Finally, the little dolly.
She's really starting to talk up a storm these days, and we are slowly becoming more fluent in "Chiara-ish". The girl most certainly knows all the time what she's saying- and believe me, she will say something over and over a hundred times until she knows for sure that we understand exactly what she's saying!! Here's a few instances of my 'getting it wrong':
C: hysterical in the car because she wants her 'I want buck buck buck buck!'
So after 10 minutes of this and no indication of it stopping, I finally pulled the car over and got out, determined to get her several books and be on with the drive. But she was equally determined to make sure I understood it was NOT a book she wanted. After several attempts to pick out the 'buck' she wanted with no success, I left her crying, frustrated with my own inability to interpret her language. When we got home, I unbuckled her and she slipped out of her carseat, reached over to the cup holder on the side, and pulled out a little rubber bug. She held it up to me and said, "buck". Okay. Bug.
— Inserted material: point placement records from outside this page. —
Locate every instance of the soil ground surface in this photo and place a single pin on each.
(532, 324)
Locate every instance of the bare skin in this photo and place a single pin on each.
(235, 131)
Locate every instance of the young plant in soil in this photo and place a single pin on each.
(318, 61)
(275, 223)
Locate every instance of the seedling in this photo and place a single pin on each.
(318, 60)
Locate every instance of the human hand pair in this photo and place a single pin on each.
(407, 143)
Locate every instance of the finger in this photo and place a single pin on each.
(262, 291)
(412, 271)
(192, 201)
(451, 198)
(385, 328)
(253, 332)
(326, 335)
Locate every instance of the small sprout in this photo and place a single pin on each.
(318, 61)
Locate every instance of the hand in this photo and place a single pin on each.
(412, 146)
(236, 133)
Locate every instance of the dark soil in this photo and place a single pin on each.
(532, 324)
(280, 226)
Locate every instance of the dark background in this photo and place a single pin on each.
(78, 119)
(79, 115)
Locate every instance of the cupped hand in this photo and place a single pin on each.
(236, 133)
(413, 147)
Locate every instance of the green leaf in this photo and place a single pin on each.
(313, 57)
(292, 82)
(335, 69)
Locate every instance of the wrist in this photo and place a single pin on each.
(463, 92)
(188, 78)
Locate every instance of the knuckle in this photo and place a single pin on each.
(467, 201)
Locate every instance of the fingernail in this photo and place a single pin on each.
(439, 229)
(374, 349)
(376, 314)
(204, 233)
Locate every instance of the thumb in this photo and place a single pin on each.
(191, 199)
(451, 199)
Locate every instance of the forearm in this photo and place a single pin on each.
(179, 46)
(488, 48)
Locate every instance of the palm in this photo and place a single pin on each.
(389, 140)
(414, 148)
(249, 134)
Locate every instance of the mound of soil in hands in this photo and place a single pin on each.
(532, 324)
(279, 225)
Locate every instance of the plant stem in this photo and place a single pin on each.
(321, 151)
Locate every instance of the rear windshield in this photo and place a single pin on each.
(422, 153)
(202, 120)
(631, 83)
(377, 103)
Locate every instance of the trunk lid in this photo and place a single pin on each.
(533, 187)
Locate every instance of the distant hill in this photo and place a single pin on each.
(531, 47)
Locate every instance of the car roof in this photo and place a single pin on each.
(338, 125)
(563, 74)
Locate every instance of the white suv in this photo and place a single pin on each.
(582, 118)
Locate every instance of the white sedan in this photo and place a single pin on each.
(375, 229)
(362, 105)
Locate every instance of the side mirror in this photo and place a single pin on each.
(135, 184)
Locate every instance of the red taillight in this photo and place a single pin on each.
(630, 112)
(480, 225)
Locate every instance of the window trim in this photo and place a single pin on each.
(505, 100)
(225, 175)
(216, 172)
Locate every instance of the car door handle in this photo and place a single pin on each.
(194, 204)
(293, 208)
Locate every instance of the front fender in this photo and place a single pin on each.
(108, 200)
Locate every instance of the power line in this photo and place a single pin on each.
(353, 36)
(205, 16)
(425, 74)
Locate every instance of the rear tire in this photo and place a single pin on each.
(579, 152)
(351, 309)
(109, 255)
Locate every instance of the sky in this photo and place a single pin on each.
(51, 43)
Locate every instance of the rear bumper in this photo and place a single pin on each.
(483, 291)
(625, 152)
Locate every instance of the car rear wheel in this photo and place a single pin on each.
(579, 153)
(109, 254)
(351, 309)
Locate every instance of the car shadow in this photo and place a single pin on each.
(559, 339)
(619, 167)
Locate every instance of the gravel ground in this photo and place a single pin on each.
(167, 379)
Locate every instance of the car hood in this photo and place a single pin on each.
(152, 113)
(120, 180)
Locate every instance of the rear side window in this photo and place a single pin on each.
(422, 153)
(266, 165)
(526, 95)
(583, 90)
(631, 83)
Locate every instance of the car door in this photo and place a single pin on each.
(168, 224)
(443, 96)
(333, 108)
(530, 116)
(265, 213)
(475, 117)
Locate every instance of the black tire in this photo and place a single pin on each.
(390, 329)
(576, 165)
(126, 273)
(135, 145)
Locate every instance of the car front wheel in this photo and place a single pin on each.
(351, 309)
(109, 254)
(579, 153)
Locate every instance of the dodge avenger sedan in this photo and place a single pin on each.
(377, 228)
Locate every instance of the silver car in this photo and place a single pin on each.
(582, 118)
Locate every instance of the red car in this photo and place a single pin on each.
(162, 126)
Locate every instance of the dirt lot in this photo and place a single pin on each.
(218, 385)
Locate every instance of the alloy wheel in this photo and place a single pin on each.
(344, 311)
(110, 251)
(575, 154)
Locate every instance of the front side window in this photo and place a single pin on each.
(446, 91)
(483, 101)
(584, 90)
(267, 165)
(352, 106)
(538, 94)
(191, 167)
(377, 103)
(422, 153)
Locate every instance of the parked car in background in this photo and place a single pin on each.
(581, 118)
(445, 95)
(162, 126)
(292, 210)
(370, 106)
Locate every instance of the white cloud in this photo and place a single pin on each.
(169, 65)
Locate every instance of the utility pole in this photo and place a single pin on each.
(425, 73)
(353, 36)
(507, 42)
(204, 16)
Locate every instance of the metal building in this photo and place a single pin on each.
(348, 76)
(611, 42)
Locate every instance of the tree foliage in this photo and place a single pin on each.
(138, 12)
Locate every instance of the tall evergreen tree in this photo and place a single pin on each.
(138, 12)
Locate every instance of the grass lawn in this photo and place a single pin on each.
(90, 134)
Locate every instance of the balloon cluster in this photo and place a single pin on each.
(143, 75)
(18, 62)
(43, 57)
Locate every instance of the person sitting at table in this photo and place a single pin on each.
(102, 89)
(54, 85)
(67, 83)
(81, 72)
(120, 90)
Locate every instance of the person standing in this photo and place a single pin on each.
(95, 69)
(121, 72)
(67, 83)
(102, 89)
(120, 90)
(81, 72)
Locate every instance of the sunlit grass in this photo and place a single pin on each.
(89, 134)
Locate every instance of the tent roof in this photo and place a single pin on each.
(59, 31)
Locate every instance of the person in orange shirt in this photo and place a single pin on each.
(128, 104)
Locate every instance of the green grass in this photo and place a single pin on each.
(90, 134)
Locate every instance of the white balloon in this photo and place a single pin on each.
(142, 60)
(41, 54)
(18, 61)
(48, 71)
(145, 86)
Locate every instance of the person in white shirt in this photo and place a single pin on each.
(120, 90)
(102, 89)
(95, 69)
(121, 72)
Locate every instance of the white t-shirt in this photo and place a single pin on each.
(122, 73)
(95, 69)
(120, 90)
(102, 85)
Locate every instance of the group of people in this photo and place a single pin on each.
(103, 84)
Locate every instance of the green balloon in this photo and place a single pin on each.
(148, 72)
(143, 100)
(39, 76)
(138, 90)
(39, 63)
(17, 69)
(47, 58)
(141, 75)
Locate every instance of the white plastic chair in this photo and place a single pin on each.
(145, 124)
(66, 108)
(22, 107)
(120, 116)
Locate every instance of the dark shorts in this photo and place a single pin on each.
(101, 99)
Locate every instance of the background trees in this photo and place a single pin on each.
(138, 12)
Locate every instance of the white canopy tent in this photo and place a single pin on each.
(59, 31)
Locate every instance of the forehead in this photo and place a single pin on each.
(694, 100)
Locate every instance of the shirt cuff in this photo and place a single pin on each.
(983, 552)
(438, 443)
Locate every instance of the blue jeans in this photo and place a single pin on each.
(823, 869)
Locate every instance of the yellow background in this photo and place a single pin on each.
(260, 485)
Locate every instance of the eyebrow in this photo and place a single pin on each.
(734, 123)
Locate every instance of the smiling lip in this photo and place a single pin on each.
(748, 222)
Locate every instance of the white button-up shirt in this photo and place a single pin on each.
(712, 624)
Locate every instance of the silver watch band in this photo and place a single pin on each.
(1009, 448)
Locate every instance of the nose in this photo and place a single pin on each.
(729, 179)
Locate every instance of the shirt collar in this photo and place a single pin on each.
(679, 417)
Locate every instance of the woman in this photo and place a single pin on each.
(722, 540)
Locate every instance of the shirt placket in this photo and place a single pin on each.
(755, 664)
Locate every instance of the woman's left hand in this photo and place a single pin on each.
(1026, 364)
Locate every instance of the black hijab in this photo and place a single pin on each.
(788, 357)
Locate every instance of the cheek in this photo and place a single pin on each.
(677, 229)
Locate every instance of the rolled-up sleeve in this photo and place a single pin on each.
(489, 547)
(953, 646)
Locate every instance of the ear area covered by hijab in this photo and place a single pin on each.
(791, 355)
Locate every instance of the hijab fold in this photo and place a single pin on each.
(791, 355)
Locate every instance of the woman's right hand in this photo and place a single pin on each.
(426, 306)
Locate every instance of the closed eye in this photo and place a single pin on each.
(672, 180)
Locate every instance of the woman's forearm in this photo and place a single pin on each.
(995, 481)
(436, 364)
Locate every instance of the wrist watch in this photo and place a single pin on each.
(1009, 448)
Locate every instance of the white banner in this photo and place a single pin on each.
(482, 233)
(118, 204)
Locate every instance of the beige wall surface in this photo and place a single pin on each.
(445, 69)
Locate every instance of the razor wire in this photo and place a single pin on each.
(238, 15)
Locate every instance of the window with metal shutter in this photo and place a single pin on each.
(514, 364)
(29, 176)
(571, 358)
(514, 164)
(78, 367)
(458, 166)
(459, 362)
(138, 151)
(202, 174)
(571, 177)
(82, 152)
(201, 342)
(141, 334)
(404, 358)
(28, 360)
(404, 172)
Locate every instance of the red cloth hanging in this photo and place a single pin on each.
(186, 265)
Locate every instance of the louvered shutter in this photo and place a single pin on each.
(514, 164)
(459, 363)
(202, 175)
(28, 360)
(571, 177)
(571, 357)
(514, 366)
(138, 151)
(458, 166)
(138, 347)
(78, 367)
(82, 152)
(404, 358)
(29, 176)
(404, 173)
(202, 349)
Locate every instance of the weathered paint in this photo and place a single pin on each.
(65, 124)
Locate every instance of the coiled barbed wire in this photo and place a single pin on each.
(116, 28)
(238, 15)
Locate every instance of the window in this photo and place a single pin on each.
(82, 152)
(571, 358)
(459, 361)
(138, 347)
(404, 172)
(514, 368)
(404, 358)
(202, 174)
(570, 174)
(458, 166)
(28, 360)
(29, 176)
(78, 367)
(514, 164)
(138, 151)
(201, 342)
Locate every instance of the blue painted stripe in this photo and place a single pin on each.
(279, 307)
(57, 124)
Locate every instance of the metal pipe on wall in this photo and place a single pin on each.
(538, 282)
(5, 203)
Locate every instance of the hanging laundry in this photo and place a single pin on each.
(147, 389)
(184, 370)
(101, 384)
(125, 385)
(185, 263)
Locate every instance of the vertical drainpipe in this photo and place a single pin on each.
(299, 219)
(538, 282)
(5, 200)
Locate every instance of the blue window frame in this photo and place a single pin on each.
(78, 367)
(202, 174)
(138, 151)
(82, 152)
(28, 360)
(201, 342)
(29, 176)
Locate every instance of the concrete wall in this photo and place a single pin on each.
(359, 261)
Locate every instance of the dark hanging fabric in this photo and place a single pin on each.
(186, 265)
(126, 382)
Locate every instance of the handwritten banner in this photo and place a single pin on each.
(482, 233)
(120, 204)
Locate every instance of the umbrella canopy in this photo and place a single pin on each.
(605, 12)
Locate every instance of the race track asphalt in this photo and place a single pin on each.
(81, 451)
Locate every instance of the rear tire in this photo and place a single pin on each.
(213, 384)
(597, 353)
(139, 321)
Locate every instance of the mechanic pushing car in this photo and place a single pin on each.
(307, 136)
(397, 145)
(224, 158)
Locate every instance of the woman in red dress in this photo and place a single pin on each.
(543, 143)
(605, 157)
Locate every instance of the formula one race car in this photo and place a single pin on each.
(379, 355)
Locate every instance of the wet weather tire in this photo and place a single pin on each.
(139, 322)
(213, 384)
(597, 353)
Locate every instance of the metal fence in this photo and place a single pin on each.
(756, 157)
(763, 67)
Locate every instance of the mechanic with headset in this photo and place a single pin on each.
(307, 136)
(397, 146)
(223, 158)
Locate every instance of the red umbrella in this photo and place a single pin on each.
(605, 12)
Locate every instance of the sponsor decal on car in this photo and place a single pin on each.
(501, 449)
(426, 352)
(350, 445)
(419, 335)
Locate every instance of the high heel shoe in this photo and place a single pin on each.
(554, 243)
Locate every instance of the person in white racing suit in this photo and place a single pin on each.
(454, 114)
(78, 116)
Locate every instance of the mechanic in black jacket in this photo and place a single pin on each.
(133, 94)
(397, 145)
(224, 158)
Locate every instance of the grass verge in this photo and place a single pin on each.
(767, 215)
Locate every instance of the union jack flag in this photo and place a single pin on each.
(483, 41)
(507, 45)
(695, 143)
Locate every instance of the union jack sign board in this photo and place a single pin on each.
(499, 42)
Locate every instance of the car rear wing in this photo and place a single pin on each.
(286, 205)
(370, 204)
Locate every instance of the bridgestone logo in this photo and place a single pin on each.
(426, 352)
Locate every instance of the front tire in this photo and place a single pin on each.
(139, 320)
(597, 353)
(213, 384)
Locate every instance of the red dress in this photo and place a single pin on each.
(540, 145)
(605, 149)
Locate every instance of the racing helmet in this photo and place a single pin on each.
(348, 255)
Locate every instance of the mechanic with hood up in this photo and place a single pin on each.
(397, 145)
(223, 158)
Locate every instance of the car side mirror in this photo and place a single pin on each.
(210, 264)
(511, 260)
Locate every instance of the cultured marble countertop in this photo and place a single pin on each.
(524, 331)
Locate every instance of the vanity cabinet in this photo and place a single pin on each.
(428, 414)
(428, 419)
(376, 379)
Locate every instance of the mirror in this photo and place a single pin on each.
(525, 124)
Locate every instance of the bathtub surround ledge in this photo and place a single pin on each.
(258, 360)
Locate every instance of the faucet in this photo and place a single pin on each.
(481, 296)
C: again, hysterical in the car, telling me "hot, hot, hot, Mama!" (no, unfortunately she wasn't complimenting her mother on her appearance that day!)
Thinking she was hot from the Florida humidity, I turned on the air full blast.
Me: Is that better, sweetie? I turned on the air.
C: (still crying) No!!! Hot, Hot, Hot!
After a frustrated outburst by her Mama, C finally settled down, realizing I was a hopeless cause.
We got home, I unbuckled her, and she once again slipped out of the carseat, leaned down and picked up her hat off the floor, put it on her head and smiled at me, patting her head and saying 'hot, hot.' Okay. Hat.
Dada = Maia
Ef= Apple
Buy= Liam
Baby = Caedmon
Pohpoh= Poopoo
Cone= a scone from Panera (!!)
Rays= raisin
And, my personal favorite, "Hud" or "Hode" (hug, hold).
We're getting there.... slowly. But you know what will happen- we'll finally 'master' this ingenious new language, and she'll move on to something less interesting and more predictable- like English. Oh well! Parenting certainly keeps your mind a-wheeling, your pride a-stomped on, and your heart a-melting.